27 March 2023

DB-first vs. JPA-first approach

When developing an application using JPA, there is always a question: what should we create first? Should it be a proper object-oriented JPA entities set describing the business domain or a highly optimized and normalized database schema?

In the JPA Buddy team, we conducted a survey, and the DB-first approach won by a small margin. It means that it is worth digging a bit deeper into this question.

In this article, we’ll review both approaches and give some recommendations regarding this “egg-and-chicken” question.

JPA-first approach

Adherents of this approach claim that creating JPA entities first leads to a more intuitive and clean application design. The application interacts with domain objects rather than database records, and the database is only one of many data sources (e.g., message queue, external REST service, or any other source). Developers just need to create classes based on the business domain specification and annotate them properly to start working with the database. In the ideal case, they shouldn’t even consider how objects are persisted and fetched from the storage. It is JPA’s job to save and load data somehow.
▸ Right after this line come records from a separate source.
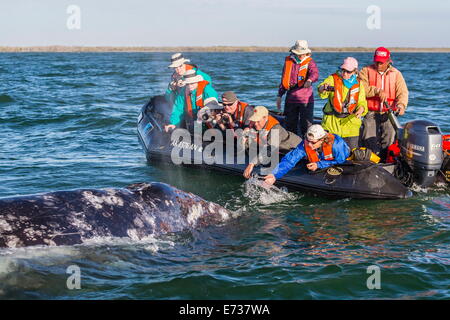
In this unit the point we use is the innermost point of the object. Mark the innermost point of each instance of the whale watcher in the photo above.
(267, 129)
(321, 148)
(236, 113)
(346, 102)
(192, 98)
(384, 84)
(299, 72)
(180, 65)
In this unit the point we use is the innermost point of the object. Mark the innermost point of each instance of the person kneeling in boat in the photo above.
(236, 114)
(346, 102)
(322, 149)
(187, 104)
(176, 84)
(264, 124)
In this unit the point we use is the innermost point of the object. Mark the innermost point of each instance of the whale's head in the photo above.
(194, 210)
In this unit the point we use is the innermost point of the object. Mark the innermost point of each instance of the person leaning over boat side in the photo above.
(190, 100)
(321, 148)
(265, 124)
(383, 83)
(236, 113)
(299, 72)
(180, 66)
(346, 102)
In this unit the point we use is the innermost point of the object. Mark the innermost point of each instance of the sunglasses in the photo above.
(346, 71)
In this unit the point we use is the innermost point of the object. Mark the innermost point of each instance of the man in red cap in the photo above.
(382, 83)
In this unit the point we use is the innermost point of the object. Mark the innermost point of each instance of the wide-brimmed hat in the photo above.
(258, 113)
(300, 47)
(229, 97)
(177, 60)
(315, 132)
(350, 64)
(191, 76)
(382, 55)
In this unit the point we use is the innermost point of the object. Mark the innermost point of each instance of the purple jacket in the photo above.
(301, 95)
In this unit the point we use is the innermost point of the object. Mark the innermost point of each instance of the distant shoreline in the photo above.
(205, 49)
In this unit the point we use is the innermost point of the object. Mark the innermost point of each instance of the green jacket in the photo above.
(344, 127)
(172, 94)
(179, 106)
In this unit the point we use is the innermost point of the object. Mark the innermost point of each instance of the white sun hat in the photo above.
(212, 103)
(315, 132)
(191, 76)
(300, 47)
(177, 60)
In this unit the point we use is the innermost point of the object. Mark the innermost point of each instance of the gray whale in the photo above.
(71, 217)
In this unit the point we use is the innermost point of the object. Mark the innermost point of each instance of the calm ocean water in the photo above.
(69, 121)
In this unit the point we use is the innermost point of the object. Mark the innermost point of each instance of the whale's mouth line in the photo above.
(155, 210)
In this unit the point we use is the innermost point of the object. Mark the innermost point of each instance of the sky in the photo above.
(336, 23)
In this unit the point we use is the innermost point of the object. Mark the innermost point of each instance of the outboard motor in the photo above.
(421, 147)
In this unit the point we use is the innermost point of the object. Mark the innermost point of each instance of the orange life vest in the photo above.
(351, 103)
(287, 69)
(327, 149)
(271, 122)
(387, 82)
(198, 98)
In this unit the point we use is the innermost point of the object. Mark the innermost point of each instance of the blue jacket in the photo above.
(340, 149)
(179, 106)
(171, 95)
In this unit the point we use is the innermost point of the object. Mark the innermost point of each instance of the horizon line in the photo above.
(220, 48)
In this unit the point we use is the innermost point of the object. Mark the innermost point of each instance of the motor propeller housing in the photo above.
(421, 148)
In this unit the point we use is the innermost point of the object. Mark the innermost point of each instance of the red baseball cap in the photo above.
(382, 55)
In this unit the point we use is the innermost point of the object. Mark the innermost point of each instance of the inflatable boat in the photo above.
(421, 161)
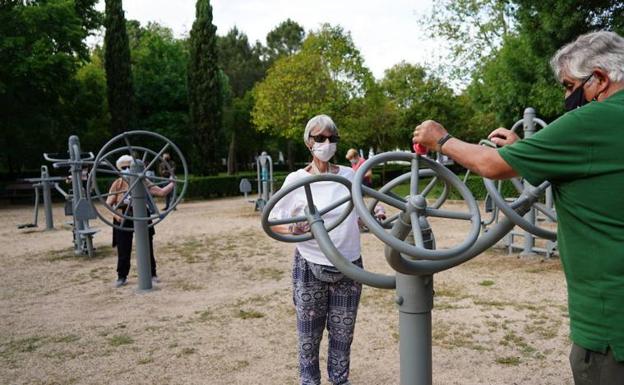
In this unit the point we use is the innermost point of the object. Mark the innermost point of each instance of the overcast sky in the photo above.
(386, 32)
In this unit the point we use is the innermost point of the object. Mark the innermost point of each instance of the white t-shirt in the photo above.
(346, 236)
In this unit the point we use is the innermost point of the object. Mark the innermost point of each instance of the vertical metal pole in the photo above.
(264, 160)
(529, 129)
(549, 201)
(415, 301)
(77, 193)
(141, 235)
(47, 197)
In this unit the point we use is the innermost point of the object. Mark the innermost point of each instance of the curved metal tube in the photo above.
(343, 264)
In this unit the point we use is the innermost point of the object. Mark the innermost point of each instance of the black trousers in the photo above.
(123, 241)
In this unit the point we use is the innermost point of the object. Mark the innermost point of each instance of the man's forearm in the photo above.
(482, 160)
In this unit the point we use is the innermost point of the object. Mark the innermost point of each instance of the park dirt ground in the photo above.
(223, 312)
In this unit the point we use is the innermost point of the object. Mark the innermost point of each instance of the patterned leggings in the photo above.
(330, 301)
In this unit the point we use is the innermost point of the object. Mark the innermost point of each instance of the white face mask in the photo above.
(324, 151)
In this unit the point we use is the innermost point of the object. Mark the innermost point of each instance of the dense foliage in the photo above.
(118, 70)
(224, 99)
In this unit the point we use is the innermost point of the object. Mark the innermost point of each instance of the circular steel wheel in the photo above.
(401, 179)
(415, 206)
(145, 160)
(306, 184)
(529, 196)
This approach facilitates faster development since the database schema is created and updated simultaneously with the rest of the application. JPA can generate DDL to reflect object model changes. For example, in the case of Hibernate, we can use the hibernate.ddl-auto (a.k.a., hbm2ddl) feature to generate and execute scripts for creating or updating a database schema according to the JPA entities structure.

During the initial stages of the application development, the JPA-first approach in conjunction with automatic schema recreation can save a lot of time. While we discover and implement business requirements, the object model changes a lot. With the automatic DB creation feature, we do not need to carefully plan the database schema updates to run and test the application during development.

However, when using the JPA-first approach, we need to consider some things.

First, the hbm2ddl feature is not recommended for production use. There are some issues with using it:

  • Lack of control. There is no way to set up proper Java type to database type mapping. Additionally, Java type converters are not supported.
  • No rollback support. Hibernate does not offer a way to undo schema changes if something goes wrong.
  • No DB version control. It is difficult to track changes to the schema over time and revert to previous schema versions if necessary.
  • Data loss. Any changes to the JPA entities result in Hibernate automatically updating the schema, potentially causing data loss.

A proper alternative is using DB versioning tools such as Liquibase or Flyway.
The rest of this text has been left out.